Veteran homelessness is a problem in Denver. I think there are over 70 organizations that are combating homelessness and because of their efforts, there aren’t as many homeless veterans on the streets today. The Mission Continues Denver Service Platoon has one of the most engaged and largest memberships in the country, and we have donated over 4,000 hours of community service since I took over the platoon in 2016. We’ve rebuilt trails, worked with the local Habitat For Humanity, and worked with orphans at Mount Saint Vincent.

A year ago, the Mission Continues began including not just veterans but also nonmilitary in their platoons. For a long time, it has been said there is misunderstanding between the military and civilian world. In your platoon, have you seen the narrative change because of these projects?

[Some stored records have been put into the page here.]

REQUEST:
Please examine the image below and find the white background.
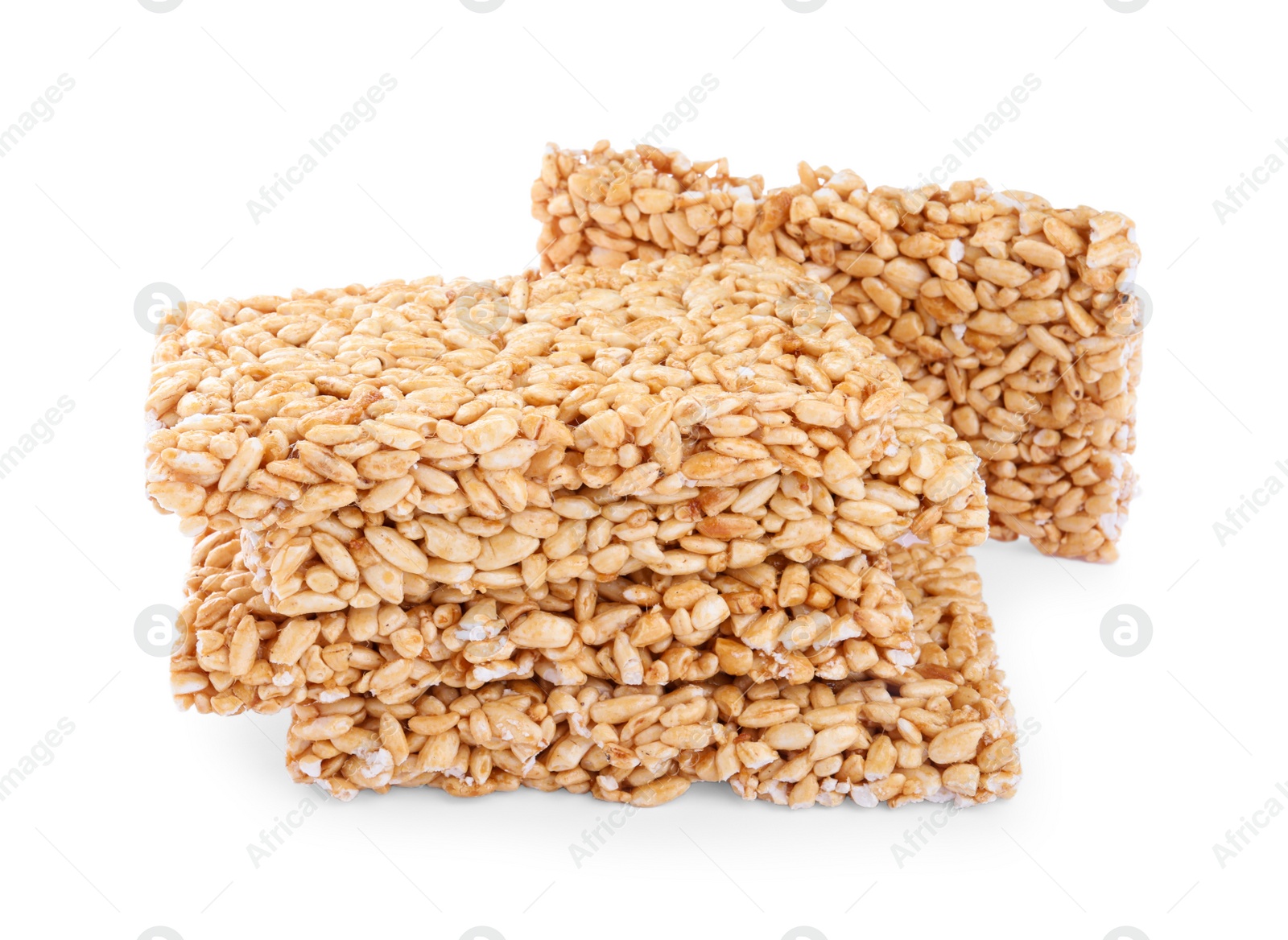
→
[0,0,1288,940]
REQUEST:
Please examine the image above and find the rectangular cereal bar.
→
[532,142,1146,562]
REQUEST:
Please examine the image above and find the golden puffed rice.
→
[532,142,1144,562]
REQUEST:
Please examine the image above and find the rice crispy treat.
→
[532,142,1144,562]
[147,258,988,616]
[287,546,1020,809]
[170,520,937,715]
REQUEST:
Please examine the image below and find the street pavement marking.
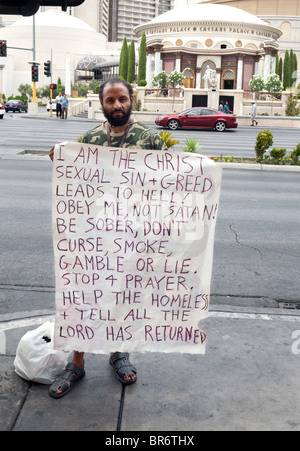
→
[0,332,6,355]
[209,311,300,322]
[0,315,54,334]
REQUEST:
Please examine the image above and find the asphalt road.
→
[0,113,300,158]
[0,159,300,314]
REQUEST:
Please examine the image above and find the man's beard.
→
[102,105,132,127]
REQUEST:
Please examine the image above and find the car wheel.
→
[168,119,179,130]
[215,121,226,132]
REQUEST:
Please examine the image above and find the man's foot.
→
[109,352,137,385]
[49,363,85,398]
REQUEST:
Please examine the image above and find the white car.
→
[47,100,56,111]
[0,103,5,119]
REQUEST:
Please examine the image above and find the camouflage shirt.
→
[82,122,167,150]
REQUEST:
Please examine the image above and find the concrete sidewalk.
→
[0,305,300,430]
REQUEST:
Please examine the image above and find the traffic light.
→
[0,0,84,16]
[0,41,7,56]
[44,60,51,77]
[31,64,39,82]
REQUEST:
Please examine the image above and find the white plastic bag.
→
[14,321,68,384]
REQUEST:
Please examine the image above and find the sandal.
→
[109,352,137,385]
[49,363,85,398]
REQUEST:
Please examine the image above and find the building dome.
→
[135,0,282,97]
[148,3,266,25]
[11,10,95,32]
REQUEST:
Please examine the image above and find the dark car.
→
[5,100,28,113]
[155,107,238,132]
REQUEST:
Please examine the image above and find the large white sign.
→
[52,143,221,353]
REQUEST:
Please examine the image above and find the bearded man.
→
[49,78,167,398]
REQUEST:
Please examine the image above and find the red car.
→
[155,107,238,132]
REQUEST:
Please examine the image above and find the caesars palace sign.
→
[145,25,275,38]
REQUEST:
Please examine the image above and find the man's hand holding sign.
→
[50,77,221,397]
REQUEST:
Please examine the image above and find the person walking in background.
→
[251,100,258,127]
[55,92,63,117]
[49,78,167,398]
[61,94,69,119]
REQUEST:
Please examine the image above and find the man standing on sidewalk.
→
[61,94,69,119]
[251,100,258,127]
[55,92,63,118]
[49,78,167,398]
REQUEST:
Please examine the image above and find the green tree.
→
[138,32,147,86]
[283,50,291,89]
[285,92,300,116]
[278,58,282,81]
[265,74,282,92]
[18,83,33,103]
[249,75,265,95]
[168,69,184,110]
[119,36,128,81]
[290,49,298,86]
[152,70,168,89]
[255,130,273,162]
[127,39,135,83]
[275,54,282,80]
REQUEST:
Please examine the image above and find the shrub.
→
[160,130,179,148]
[255,130,273,162]
[290,143,300,165]
[183,138,198,153]
[270,147,286,164]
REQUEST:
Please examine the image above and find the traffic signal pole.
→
[32,15,36,103]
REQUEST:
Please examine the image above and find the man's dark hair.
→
[99,77,133,102]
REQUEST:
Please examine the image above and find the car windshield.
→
[179,108,191,116]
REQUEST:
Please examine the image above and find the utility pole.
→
[32,14,36,103]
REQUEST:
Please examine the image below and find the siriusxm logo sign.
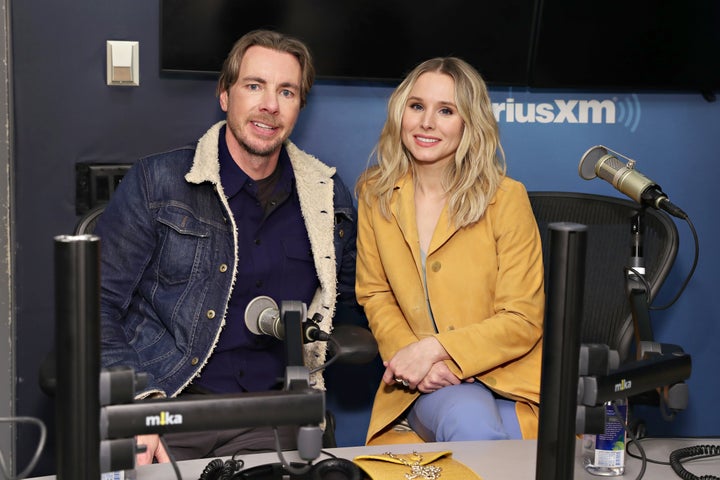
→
[493,94,641,132]
[145,412,182,427]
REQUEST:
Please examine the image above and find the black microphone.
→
[245,295,330,343]
[578,145,687,220]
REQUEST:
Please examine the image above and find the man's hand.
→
[135,435,170,465]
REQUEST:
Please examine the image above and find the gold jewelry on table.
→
[385,452,442,480]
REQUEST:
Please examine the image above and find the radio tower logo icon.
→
[614,93,642,133]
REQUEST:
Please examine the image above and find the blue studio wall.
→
[11,0,720,475]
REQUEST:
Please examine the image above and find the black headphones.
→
[199,458,364,480]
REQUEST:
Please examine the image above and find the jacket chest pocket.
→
[157,208,210,284]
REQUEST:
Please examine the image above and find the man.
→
[96,30,356,464]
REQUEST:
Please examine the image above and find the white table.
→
[29,438,720,480]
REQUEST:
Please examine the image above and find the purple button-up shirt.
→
[194,127,319,393]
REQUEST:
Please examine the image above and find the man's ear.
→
[218,90,228,112]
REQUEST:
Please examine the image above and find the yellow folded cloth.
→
[353,450,482,480]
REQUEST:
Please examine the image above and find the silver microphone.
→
[245,295,285,340]
[578,145,687,219]
[245,295,329,343]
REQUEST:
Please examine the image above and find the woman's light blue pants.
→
[408,381,522,442]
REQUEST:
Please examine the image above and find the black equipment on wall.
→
[160,0,720,95]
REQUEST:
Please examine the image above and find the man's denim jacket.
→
[95,122,357,398]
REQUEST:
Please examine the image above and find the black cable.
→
[670,445,720,480]
[0,417,47,480]
[159,435,182,480]
[273,427,312,475]
[648,217,700,310]
[309,336,340,375]
[611,403,647,480]
[625,438,670,467]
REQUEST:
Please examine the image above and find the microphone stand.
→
[55,235,325,480]
[625,214,689,412]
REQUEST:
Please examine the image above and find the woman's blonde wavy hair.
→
[356,57,506,228]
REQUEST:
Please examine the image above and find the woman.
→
[356,57,545,444]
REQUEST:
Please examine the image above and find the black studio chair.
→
[528,192,679,363]
[528,191,688,436]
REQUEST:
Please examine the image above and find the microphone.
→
[578,145,687,220]
[245,295,378,365]
[245,295,330,343]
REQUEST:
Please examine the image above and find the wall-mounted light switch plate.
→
[107,40,140,87]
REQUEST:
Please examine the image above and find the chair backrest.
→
[74,204,105,235]
[528,192,679,362]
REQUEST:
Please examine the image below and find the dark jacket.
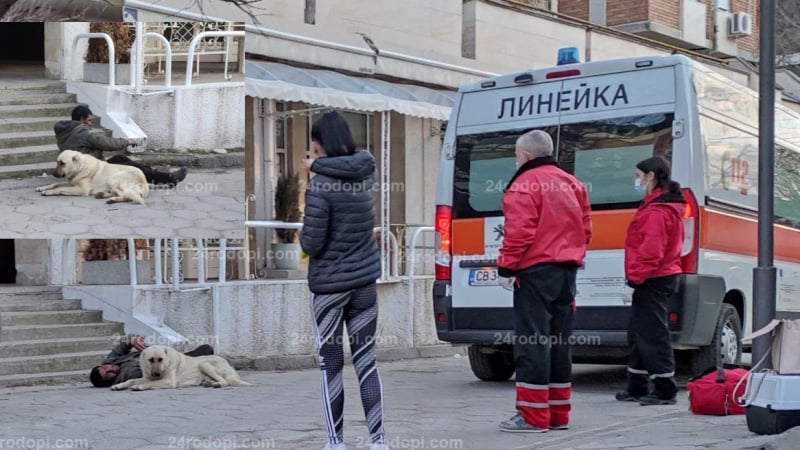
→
[497,156,592,277]
[103,334,142,384]
[53,120,128,159]
[625,190,686,284]
[300,151,381,294]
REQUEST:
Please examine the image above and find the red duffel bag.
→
[686,365,747,416]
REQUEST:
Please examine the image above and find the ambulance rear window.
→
[452,113,674,218]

Absolutely. That was something that came with my experience. When I first joined, some of the organizations were exclusively for veterans. Today, a lot of the organizations are around 60 percent veterans, 40 percent nonveterans. I can’t tell you how helpful that has been for our platoon. It certainly does change the conversation. I remember serving with Team Rubicon during the flood with a guy named Dave. I asked Dave what branch he was in, and he said, “Oh man. I wasn’t in a branch, but I definitely love getting out there and helping people and being around a bunch of salty, foul-mouthed, rowdy vets.” The light bulb went off for me: Veterans don’t have a monopoly on the sense of service; everybody has that sense of service. It’s just how they choose to express that and feed that desire. Everyone’s path is unique. We may have never served overseas, but we are serving together now.